24. Edward Yang Sebenarnya

208 35 10
                                    

SELAMAT MALAM~

Maaf banget yah akhir-akhir ini aku sibuk sama urusan rl jadi gak sempat edit sana sini padahal janjinya up kemaren kemaren:(

Jadi gantinya chap kali ini lumayan panjang dari kemaren. Kalau masih ada yang bilang pendek, awas kamu🔪
Bhaha canda doang😂

HAPPY READING!

Siluet matahari cerah mengintip dari balik celah gunung dengan malu-malu seolah mendukung Broxton dalam memeriahkan acara yang akan digelar tak lama lagi. Burung-burung gereja berkicau riuh di setiap dahan yang disinggahinya bersiap untuk mencari makanan untuk anak-anaknya. Suara gaduh bahagia rakyat yang asyik bergotong royong menggema, sebenarnya tak ada pembangunan besar dalam waktu dekat, mereka hanya berinisiatif untuk membenahi ibukota agar lebih cantik dengan hiasan di setiap pohon dan kerlipan lampu yang menyerupai lampion berukir hampir memenuhi seluruh sudut kota. Sebagai bukti bahwa rakyat merestui Lizette Kenward mengambil alih takhta selanjutnya.

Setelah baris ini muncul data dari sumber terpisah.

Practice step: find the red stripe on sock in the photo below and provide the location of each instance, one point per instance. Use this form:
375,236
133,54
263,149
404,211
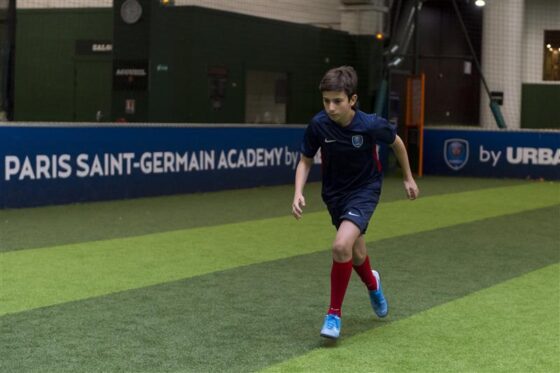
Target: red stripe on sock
364,271
340,277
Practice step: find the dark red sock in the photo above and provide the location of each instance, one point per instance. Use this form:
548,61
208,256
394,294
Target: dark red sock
340,277
364,271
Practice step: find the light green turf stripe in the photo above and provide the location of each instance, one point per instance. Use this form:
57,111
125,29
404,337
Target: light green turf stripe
41,277
510,327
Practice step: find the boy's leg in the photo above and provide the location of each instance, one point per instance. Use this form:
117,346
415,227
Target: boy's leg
369,278
361,263
341,271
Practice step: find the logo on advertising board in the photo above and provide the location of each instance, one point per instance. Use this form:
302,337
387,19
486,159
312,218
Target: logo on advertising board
456,153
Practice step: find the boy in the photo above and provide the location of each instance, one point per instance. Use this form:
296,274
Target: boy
352,181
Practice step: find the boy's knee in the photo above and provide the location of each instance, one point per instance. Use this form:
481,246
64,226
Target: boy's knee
342,252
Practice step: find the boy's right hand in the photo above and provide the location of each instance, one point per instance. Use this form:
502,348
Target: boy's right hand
298,205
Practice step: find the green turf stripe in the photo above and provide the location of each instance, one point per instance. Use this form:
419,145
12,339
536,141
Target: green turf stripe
511,327
42,277
58,225
247,318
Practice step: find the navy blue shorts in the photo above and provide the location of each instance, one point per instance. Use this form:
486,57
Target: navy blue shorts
357,207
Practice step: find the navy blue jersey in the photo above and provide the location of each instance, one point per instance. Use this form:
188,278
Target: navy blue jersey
348,154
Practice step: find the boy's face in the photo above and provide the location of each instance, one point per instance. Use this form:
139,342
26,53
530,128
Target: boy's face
338,106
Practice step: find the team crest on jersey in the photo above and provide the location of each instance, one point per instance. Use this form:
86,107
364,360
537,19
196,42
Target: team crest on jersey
357,141
456,153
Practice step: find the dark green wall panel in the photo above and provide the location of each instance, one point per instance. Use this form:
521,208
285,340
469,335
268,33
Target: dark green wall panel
45,56
539,106
189,40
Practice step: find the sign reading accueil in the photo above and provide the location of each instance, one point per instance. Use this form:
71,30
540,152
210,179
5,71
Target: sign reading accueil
515,154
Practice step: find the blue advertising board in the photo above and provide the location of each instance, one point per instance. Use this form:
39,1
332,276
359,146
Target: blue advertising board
42,164
488,153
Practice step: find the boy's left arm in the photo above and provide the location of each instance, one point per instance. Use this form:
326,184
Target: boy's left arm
410,186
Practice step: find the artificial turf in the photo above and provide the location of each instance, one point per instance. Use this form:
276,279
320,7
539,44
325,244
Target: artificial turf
41,277
262,305
58,225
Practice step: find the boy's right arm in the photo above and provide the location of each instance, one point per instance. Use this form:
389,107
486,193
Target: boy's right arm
302,172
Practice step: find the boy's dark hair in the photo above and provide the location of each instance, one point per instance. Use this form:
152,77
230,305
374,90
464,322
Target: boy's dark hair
340,79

Begitu juga dengan tamu yang diundang Broxton ke seluruh negeri. Sejak dini hari kereta kuda silih datang menuju istana tanpa henti. Bendera dengan lambang yang berasal dari berbagai negeri berkibar di atas tandu yang masing-masing mereka bawa. Berkilo-kilo emas, berkotak-kotak berlian, bahkan budak terbaik telah disiapkan sebagai hadiah kali ini. Tapi hal yang tak disangka-sangka adalah; utusan dari Ashvar juga turut berhadir mengingat hubungan kedua kerajaan yang akhir-akhir ini sempat memburuk.


Dan itu adalah Pangeran Elbert sendiri.


"Menurutmu apakah Putri Lizette masih mau menemuiku?" tanya pangeran Elbert resah berjalan menuju pintu masuk istana yang dihadang oleh beberapa pengawal yang membungkuk hormat.

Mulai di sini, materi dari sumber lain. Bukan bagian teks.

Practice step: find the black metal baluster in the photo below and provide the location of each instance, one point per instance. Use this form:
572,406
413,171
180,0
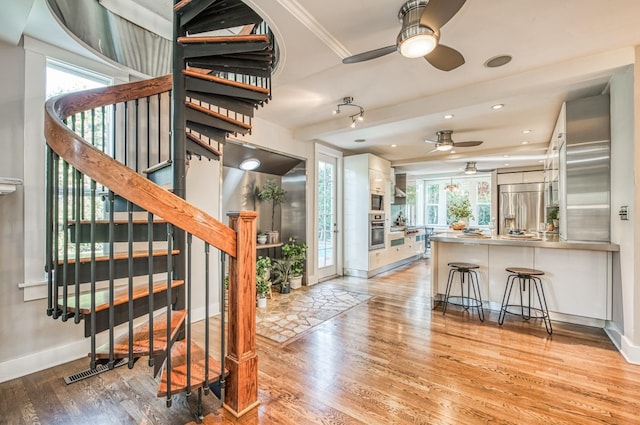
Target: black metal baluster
206,318
65,237
112,317
150,267
189,281
56,232
169,282
49,229
77,217
130,278
223,346
93,274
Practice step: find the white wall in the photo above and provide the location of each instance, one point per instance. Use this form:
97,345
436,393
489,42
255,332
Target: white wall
623,327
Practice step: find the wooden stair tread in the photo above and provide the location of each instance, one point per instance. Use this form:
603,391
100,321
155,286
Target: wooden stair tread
120,296
202,143
141,337
219,80
179,369
217,115
245,38
121,256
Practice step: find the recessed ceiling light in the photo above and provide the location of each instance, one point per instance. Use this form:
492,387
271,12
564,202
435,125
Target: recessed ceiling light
498,61
250,164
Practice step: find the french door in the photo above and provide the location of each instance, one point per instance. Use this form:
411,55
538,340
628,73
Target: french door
327,215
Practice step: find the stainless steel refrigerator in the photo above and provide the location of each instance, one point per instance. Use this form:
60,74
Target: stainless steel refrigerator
521,206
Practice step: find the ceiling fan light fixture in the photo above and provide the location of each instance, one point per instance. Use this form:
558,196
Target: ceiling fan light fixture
250,164
470,168
415,41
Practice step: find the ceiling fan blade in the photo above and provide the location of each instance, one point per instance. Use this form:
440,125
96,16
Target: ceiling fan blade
445,58
467,144
371,54
438,12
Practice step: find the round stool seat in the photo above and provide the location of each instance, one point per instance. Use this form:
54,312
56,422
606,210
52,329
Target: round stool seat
463,266
523,271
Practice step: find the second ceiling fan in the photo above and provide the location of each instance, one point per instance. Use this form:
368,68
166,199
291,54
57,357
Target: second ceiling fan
420,35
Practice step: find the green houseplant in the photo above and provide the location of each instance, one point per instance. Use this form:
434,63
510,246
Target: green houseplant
272,192
297,254
458,210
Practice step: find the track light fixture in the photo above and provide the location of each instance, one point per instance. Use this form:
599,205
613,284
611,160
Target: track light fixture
358,116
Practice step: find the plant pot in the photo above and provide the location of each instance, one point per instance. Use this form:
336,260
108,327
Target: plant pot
262,301
285,288
295,281
273,236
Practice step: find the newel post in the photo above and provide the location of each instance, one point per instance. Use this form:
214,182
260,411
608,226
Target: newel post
242,360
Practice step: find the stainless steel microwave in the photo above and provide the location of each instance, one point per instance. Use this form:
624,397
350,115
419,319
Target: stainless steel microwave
377,202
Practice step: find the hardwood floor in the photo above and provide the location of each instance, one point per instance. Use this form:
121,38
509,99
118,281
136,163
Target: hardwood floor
387,361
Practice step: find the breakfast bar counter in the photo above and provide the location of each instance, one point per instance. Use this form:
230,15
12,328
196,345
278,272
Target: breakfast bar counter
577,280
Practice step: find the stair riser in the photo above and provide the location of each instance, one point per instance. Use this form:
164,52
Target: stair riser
230,17
197,116
213,49
140,308
230,103
140,268
198,85
121,232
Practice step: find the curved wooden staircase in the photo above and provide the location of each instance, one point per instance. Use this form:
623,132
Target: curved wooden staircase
119,243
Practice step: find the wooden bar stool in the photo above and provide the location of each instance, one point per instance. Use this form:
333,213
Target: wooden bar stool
468,274
527,311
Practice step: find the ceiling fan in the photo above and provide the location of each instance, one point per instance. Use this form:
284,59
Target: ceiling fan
420,34
444,142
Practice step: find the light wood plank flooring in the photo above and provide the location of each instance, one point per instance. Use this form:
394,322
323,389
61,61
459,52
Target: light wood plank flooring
387,361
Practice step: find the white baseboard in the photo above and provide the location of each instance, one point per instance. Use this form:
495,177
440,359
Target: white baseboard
45,359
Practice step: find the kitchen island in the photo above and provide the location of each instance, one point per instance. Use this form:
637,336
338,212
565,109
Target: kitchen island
577,280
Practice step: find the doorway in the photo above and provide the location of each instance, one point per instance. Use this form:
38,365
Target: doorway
327,215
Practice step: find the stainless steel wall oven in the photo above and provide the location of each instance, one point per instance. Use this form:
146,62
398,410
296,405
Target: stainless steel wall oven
376,231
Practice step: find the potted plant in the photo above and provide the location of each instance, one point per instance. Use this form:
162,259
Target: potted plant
458,211
282,270
297,253
552,216
271,191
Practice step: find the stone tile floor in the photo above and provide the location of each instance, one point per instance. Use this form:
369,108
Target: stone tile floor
289,315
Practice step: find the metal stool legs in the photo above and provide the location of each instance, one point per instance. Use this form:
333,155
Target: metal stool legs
526,309
470,277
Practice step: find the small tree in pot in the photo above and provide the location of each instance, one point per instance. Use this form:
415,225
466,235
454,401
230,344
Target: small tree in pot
271,191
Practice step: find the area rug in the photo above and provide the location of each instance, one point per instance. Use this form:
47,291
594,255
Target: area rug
289,315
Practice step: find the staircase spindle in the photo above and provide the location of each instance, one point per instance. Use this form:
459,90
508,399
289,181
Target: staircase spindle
93,275
206,318
77,216
49,232
150,267
169,280
130,281
65,238
112,315
188,326
223,300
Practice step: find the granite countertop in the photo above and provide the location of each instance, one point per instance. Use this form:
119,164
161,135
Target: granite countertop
552,241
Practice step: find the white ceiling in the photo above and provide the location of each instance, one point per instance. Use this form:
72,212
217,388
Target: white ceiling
561,50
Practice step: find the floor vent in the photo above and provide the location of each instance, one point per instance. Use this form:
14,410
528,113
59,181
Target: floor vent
91,372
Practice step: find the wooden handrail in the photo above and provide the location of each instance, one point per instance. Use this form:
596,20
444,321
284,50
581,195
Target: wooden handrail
119,178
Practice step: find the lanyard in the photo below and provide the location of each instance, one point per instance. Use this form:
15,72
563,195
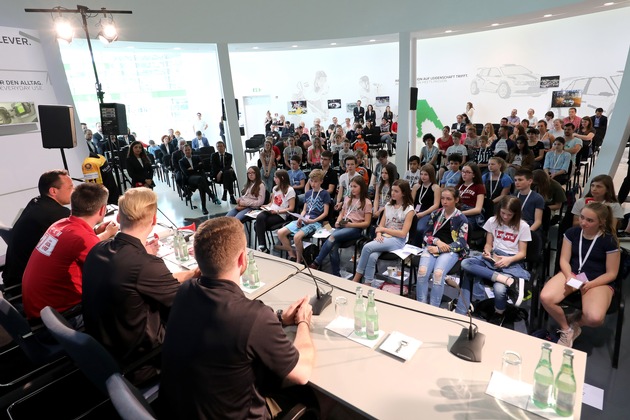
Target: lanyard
588,253
441,221
526,198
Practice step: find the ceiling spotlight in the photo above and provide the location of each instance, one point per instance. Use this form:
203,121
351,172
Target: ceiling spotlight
65,31
108,33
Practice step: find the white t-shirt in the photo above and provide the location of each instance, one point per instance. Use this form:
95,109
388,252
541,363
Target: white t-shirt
395,217
281,201
506,239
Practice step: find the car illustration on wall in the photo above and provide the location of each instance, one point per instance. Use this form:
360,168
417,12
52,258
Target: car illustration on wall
507,80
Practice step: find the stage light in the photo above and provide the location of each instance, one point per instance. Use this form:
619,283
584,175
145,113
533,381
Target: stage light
108,33
64,29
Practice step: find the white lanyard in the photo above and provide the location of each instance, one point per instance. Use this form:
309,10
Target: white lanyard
439,225
588,253
526,198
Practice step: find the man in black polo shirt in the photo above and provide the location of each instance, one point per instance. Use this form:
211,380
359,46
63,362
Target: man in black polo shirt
55,188
223,353
126,288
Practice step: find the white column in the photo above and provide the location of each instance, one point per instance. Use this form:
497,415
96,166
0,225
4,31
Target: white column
618,130
406,79
232,130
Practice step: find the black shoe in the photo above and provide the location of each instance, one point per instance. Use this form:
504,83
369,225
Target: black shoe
516,291
496,319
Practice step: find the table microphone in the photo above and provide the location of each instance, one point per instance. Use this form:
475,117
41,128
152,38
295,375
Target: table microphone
321,300
470,342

Bangsawan tinggi sekaligus saudara beda ibu sang putra mahkota, Romero menoleh pada kakak keduanya itu. "Sepertinya kau belum bisa berpaling darinya, kak."


"Kata siapa?"


"Ucapanmu barusan memperjelasnya," sahut Romero santai. "Ah, begini saja. Kita coba bertaruh."

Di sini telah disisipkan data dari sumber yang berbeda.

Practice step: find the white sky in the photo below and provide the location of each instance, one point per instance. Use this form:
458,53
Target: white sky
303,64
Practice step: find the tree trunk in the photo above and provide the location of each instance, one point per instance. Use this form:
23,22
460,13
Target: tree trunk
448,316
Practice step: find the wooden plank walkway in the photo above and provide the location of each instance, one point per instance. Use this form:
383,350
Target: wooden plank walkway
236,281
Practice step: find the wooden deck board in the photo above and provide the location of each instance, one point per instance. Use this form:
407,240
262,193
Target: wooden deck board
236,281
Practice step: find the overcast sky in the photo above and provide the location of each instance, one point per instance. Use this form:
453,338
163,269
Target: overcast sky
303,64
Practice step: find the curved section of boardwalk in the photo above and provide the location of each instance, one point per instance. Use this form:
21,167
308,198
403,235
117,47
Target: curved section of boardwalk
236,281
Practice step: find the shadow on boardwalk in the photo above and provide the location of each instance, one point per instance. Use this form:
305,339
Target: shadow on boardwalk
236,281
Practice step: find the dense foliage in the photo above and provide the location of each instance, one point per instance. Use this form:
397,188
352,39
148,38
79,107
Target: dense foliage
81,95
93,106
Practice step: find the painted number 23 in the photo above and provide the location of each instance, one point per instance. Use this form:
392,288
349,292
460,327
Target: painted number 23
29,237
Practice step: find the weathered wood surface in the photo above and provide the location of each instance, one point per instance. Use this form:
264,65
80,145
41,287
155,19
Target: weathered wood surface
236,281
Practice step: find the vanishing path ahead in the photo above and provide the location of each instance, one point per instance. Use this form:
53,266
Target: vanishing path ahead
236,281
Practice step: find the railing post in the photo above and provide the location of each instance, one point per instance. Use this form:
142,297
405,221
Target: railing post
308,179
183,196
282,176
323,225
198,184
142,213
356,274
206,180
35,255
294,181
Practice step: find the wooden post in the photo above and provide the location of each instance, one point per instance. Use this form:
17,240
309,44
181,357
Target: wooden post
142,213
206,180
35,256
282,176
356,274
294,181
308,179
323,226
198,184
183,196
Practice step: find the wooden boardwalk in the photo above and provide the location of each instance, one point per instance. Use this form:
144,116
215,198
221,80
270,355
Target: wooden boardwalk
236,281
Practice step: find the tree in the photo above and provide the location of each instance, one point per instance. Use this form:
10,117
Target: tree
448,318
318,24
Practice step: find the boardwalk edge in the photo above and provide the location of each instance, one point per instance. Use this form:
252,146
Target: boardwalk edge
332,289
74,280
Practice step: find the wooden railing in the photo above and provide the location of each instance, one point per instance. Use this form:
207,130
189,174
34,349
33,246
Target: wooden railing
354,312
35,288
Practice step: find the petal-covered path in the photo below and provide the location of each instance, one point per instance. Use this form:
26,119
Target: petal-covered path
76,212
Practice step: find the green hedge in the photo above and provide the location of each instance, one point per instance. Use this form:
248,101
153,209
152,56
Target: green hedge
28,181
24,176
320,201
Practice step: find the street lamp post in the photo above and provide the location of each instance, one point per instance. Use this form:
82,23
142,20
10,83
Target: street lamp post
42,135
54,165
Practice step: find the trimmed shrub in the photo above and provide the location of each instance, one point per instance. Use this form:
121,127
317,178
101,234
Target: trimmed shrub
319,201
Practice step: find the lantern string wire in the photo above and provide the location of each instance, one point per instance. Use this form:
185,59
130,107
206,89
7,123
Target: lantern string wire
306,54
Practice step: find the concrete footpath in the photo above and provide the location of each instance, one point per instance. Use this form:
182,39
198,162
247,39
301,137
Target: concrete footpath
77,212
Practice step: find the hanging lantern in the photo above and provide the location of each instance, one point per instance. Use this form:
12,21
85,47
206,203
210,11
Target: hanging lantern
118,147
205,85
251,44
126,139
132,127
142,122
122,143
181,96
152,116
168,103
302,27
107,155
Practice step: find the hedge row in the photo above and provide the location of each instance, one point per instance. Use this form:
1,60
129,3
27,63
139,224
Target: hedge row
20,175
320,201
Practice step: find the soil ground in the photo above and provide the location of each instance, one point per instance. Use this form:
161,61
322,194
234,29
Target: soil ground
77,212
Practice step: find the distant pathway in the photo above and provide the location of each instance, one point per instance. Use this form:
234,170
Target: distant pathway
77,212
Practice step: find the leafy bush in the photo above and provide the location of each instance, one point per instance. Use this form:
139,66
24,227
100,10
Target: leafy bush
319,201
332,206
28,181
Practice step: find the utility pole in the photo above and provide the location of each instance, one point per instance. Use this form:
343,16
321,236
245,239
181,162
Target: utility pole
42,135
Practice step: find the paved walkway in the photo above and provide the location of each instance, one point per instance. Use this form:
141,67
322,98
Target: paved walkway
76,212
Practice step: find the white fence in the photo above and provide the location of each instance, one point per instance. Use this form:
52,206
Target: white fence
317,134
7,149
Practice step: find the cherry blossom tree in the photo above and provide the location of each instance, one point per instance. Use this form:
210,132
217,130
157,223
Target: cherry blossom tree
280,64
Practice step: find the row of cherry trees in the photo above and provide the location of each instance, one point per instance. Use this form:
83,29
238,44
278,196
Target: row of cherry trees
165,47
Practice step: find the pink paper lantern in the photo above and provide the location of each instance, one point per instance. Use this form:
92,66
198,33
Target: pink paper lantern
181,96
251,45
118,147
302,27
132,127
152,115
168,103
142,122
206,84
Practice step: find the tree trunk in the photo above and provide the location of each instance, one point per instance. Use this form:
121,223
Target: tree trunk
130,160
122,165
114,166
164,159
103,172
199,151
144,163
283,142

Elbert sedikit tertarik. "Bertaruh macam apa?"


"Jika Putri Lizette mau bertemu denganmu, kau masih bisa berharap memilikinya," ujar Romero. "Sebaliknya jika Putri Lizette enggan bahkan tak sudi melihatmu mengingat kau adalah penyebab ia sempat diasingkan, sebaiknya kau pulang sekarang juga."


"Untuk apa aku jauh-jauh kemari jika harus pulang di hari yang sama?" sergah Elbert kesal. "Jika dia enggan bertemu denganku, aku berjanji tak akan mengejarnya lagi."


Romero mengangguk setuju. "Kita lihat saja."





•••••




Wajah terkagum-kagum terpatri cantik pada gadis yang baru saja memasuki taman dengan gaun biru juga payung dengan warna senada. Langkahnya teratur dan berirama, gemeletuk sepatunya bahkan hampir tak terdengar. Dengan surai pirang dan bola mata cerah yang dapat digambarkan seperti Aurora Borealis, siapa yang bisa menolak pesona seorang gadis yang memenuhi semua standar kecantikan dunia pada saat itu?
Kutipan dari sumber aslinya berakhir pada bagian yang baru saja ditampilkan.